Os dois últimos comentários de Otaviano Pivetta fizeram estragos na sua imagem pública, dando trabalho aos seus marqueteiros. Primeiro fez uma crítica aos idosos, ao se referir ao seu adversário, o senador Wellington Fagundes (PL). O cerne do preconceito: os idosos não podem aprender mais nada depois de uma certa idade. Pivetta usou este preconceito para atacar Wellington, que seria incapaz de governar Mato Grosso por não ter experiência em cargos de executivo.
Na sua desculpa pelo comentário infeliz, o governador disse que não tem preconceito porque também é idoso e afirmou que não se referiu ao senador. “Eu sou um idoso. Eu só acho que, para a gente, nessa idade, não é bom se aventurar em coisas que a gente nunca fez na vida”, comentou, confirmando o próprio preconceito de que os idosos são incapazes de aprender e executar coisas novas.
Outro tiro no pé foi um preconceito movido pela aparência física da pessoa. Parece uma simples brincadeira, e é, mas com o fundo de preconceito. Otaviano Pivetta comentou o aspecto físico do atacante Erling Haaland, artilheiro norueguês. “o governador não escondeu o estranhamento e zombou”, registrou o site Gazeta Digital.

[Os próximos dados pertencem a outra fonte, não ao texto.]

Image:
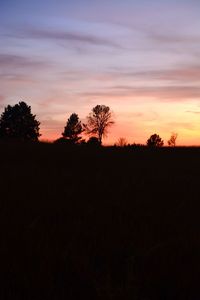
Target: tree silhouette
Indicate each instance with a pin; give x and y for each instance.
(155, 141)
(73, 129)
(172, 140)
(122, 142)
(93, 141)
(98, 122)
(17, 122)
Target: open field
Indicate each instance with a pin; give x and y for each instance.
(104, 223)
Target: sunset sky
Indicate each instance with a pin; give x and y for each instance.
(140, 57)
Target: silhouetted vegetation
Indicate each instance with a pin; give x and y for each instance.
(17, 122)
(122, 142)
(172, 141)
(99, 223)
(73, 129)
(155, 141)
(98, 121)
(93, 141)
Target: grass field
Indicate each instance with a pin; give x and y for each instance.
(104, 223)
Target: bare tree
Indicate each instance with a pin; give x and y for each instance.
(155, 141)
(98, 122)
(172, 140)
(122, 142)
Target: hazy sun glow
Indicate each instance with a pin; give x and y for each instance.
(141, 58)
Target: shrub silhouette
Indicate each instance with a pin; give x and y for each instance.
(73, 129)
(172, 141)
(93, 141)
(155, 141)
(98, 121)
(17, 122)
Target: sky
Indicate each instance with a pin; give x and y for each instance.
(139, 57)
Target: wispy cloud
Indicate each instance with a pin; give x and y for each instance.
(64, 36)
(193, 112)
(165, 93)
(17, 61)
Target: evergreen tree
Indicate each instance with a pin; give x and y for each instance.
(17, 122)
(73, 129)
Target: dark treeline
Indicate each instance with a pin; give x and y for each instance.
(97, 222)
(17, 122)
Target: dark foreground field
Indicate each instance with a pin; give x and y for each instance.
(89, 223)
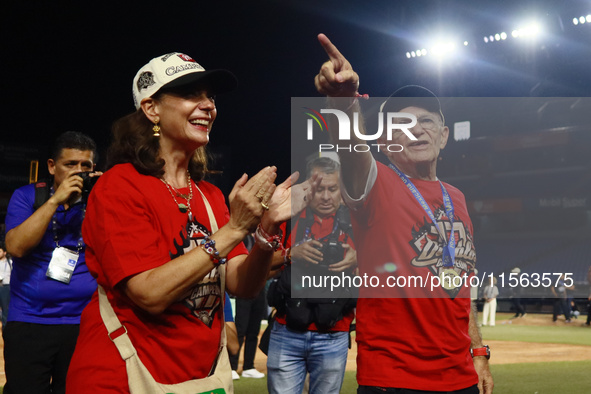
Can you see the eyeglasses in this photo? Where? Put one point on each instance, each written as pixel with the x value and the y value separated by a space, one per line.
pixel 427 122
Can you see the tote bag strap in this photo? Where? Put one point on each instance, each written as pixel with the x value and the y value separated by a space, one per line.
pixel 112 323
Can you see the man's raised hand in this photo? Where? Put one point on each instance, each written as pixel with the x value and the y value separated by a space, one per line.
pixel 336 77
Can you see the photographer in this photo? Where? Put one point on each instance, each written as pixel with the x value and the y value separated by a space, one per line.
pixel 312 335
pixel 50 283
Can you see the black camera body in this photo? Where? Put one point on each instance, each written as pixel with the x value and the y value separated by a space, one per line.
pixel 332 252
pixel 87 183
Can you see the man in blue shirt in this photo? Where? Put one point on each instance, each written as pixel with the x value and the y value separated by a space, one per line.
pixel 50 283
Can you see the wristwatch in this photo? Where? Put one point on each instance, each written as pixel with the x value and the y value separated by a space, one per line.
pixel 481 351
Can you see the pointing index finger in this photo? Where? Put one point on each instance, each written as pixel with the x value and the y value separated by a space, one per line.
pixel 333 53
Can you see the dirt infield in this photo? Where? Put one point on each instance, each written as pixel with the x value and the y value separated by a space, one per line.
pixel 503 352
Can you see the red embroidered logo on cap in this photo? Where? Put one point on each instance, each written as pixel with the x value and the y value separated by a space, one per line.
pixel 186 58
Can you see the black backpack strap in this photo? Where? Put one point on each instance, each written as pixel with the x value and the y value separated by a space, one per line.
pixel 343 215
pixel 42 191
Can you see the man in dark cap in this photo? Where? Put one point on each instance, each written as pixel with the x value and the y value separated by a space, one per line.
pixel 408 222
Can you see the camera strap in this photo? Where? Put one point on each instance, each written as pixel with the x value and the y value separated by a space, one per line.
pixel 42 193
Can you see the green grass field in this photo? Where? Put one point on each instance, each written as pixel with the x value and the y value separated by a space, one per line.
pixel 531 378
pixel 572 377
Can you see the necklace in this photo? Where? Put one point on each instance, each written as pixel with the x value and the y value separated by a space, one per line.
pixel 182 207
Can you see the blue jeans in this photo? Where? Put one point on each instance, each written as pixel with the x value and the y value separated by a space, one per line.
pixel 292 354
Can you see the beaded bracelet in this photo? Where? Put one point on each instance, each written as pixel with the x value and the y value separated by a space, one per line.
pixel 286 253
pixel 266 241
pixel 208 245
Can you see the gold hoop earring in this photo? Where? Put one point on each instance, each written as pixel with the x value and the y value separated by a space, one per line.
pixel 156 130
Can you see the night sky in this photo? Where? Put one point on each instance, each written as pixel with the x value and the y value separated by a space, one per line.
pixel 68 65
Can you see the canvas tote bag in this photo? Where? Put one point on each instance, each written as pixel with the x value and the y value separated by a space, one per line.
pixel 139 378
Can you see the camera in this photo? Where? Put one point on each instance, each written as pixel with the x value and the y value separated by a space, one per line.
pixel 332 252
pixel 87 183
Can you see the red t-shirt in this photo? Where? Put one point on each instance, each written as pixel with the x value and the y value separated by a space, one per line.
pixel 413 339
pixel 133 225
pixel 320 228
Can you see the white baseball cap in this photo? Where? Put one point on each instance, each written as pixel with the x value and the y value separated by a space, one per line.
pixel 178 69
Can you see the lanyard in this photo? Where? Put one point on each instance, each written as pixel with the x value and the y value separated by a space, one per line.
pixel 449 249
pixel 54 228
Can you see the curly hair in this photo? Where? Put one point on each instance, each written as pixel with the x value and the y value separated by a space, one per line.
pixel 134 142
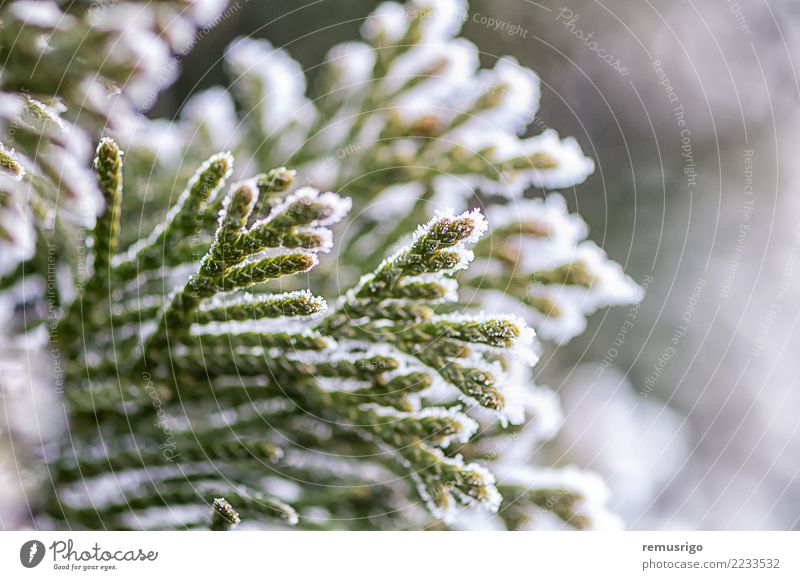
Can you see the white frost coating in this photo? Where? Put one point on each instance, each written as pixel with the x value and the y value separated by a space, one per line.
pixel 136 248
pixel 469 426
pixel 338 207
pixel 449 514
pixel 249 184
pixel 437 69
pixel 395 200
pixel 500 148
pixel 460 249
pixel 388 23
pixel 17 169
pixel 589 486
pixel 560 227
pixel 249 300
pixel 281 84
pixel 611 286
pixel 214 113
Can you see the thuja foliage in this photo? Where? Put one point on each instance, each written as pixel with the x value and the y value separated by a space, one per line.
pixel 207 386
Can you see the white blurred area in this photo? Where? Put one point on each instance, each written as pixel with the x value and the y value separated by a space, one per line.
pixel 716 442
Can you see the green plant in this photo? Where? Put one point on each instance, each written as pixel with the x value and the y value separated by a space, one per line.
pixel 205 385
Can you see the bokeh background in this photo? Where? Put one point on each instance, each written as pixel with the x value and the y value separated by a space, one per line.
pixel 688 403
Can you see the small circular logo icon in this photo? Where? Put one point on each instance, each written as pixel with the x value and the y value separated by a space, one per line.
pixel 31 553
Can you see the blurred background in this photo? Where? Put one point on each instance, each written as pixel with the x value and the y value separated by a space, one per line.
pixel 688 403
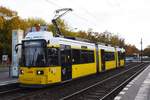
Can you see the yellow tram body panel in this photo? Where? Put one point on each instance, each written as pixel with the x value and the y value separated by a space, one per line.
pixel 110 65
pixel 83 70
pixel 51 75
pixel 122 62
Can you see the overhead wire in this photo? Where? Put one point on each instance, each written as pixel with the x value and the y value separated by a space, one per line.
pixel 55 4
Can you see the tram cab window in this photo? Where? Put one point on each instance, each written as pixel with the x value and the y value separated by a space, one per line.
pixel 53 57
pixel 109 56
pixel 33 53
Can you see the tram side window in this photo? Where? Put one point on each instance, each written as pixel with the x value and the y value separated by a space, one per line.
pixel 75 56
pixel 90 56
pixel 87 56
pixel 121 55
pixel 84 56
pixel 109 56
pixel 53 57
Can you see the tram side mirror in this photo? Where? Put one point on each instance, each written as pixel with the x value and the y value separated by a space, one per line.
pixel 16 47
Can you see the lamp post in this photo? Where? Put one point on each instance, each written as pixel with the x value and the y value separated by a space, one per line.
pixel 141 50
pixel 4 53
pixel 7 18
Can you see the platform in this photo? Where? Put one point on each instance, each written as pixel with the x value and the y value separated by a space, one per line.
pixel 5 78
pixel 138 88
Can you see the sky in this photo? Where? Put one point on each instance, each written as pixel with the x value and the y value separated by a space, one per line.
pixel 130 19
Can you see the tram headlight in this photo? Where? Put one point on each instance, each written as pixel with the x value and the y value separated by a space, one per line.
pixel 21 71
pixel 40 72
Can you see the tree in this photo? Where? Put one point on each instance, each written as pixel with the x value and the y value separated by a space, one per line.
pixel 146 51
pixel 131 49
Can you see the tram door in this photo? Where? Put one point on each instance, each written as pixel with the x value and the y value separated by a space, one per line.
pixel 119 54
pixel 103 59
pixel 66 63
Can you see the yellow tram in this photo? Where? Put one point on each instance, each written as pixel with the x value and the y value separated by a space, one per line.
pixel 47 59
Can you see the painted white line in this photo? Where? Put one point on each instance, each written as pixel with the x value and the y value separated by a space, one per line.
pixel 122 92
pixel 8 82
pixel 129 85
pixel 117 98
pixel 125 89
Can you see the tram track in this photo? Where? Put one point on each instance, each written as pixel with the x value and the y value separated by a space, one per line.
pixel 101 90
pixel 55 92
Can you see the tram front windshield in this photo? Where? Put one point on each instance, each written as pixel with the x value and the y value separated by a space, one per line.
pixel 34 53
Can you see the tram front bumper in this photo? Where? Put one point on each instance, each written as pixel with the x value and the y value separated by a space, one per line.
pixel 33 80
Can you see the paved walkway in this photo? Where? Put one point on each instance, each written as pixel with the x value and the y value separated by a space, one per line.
pixel 5 78
pixel 138 88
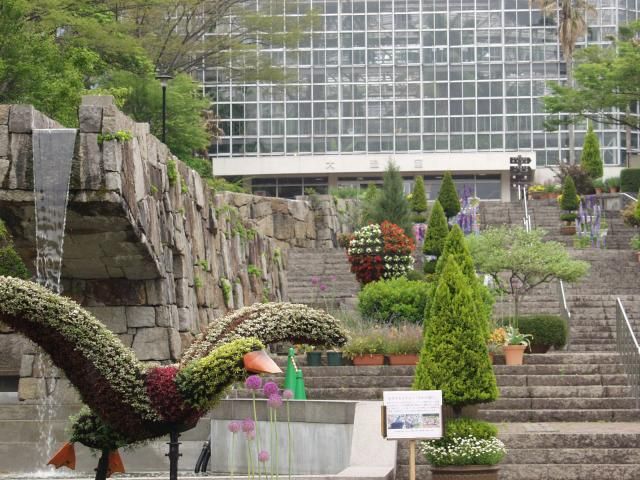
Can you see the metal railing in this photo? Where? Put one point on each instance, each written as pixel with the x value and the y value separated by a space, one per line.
pixel 629 350
pixel 564 311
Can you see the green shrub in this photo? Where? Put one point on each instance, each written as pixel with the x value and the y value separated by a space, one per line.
pixel 468 427
pixel 397 299
pixel 548 330
pixel 436 235
pixel 630 180
pixel 454 357
pixel 569 200
pixel 365 344
pixel 448 196
pixel 591 160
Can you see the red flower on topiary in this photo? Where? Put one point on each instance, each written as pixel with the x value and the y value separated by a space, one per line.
pixel 166 399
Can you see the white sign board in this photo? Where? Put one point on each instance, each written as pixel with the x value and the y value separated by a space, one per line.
pixel 414 415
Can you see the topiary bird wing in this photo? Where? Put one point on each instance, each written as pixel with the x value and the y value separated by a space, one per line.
pixel 108 376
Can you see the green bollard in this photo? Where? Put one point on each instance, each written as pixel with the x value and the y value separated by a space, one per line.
pixel 299 393
pixel 290 374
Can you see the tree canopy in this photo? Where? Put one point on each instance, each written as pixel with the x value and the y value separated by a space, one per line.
pixel 607 84
pixel 525 257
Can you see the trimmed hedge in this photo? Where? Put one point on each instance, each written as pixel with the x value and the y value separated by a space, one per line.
pixel 630 180
pixel 547 330
pixel 395 300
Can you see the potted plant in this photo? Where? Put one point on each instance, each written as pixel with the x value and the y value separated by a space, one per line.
pixel 547 331
pixel 468 450
pixel 599 186
pixel 497 339
pixel 515 345
pixel 402 345
pixel 613 184
pixel 334 358
pixel 366 349
pixel 314 357
pixel 569 202
pixel 635 244
pixel 536 192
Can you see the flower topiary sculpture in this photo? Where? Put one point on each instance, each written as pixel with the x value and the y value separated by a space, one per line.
pixel 128 402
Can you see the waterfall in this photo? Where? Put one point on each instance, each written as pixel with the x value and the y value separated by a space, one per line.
pixel 52 157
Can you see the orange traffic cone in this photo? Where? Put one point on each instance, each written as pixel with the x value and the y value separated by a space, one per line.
pixel 65 457
pixel 115 463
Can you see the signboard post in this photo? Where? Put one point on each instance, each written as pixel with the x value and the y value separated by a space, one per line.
pixel 414 415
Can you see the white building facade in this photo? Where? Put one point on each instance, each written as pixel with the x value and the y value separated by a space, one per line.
pixel 433 85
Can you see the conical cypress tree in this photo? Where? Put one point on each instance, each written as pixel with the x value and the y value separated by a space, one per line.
pixel 591 161
pixel 454 356
pixel 456 247
pixel 569 200
pixel 419 201
pixel 448 196
pixel 391 204
pixel 437 232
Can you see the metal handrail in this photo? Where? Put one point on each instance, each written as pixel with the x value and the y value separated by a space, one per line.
pixel 564 311
pixel 628 349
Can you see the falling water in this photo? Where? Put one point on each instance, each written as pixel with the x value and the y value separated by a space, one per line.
pixel 52 156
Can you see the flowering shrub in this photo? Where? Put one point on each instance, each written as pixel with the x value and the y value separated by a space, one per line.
pixel 464 451
pixel 270 323
pixel 380 251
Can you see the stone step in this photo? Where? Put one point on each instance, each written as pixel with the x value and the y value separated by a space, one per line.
pixel 563 415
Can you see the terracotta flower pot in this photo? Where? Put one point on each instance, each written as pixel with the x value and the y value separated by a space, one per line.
pixel 371 359
pixel 514 354
pixel 465 472
pixel 407 359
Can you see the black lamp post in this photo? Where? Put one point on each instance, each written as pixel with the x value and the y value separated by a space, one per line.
pixel 164 80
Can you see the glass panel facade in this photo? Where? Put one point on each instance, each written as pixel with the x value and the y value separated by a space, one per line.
pixel 412 76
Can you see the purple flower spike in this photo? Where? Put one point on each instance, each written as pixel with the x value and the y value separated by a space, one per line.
pixel 254 382
pixel 275 401
pixel 270 388
pixel 248 425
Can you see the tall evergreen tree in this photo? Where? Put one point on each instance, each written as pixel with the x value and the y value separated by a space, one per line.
pixel 391 204
pixel 454 356
pixel 448 196
pixel 437 232
pixel 591 160
pixel 419 201
pixel 569 199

“Tem aquele grandão, aquele cara branco, estranho ele, né? Parece que vem de outro planeta ele. É um ET”, disparou o gestor de preconceitos, em piada sobre o aspecto físico do jogador da Noruega.
TAQUES, MAURO E BOLSONARO: ALVOS DO DEBOCHE DE PIVETTA
“PITIÇO” – Esse modo arrogante e debochado também foi usado por Otaviano Pivetta para se referir aos companheiros da política. Nos contatos reservados, Pivetta apelidou o então o governador Pedro Taques, de “Pitiço”, nome dado a um cavalo de porte pequeno ou pônei. Era a sua forma de debochar da baixa estatura de Taques.
“GOIANINHO”. Nem o ex-governador Mauro Mendes escapou do deboche de Pivetta. Ele sempre começava uma crítica ao ex-governador, numa roda de conversa, chamando Mendes de “Goianinho”. A forma debochada de se referir a Mendes, nascido em Goiás, como isso se fosse um defeito de origem, um motivo para debochar.
“COMEDIANTE” – Num áudio histórico, em 2018 Otaviano Pivetta despejou uma série de comentários preconceituosos contra o ex-presidente Jair Bolsonaro e seus filhos, Flávio, Eduardo e Carlos. Pivetta chamou Bolsonaro de palhaço comediante, de incapaz. Não contente, ainda acusou os filhos de vegetarem na política, sem trabalhar. Vale ouvir este áudio. É Pivetta em estado puro da sua arrogância, movida a preconceitos e deboche.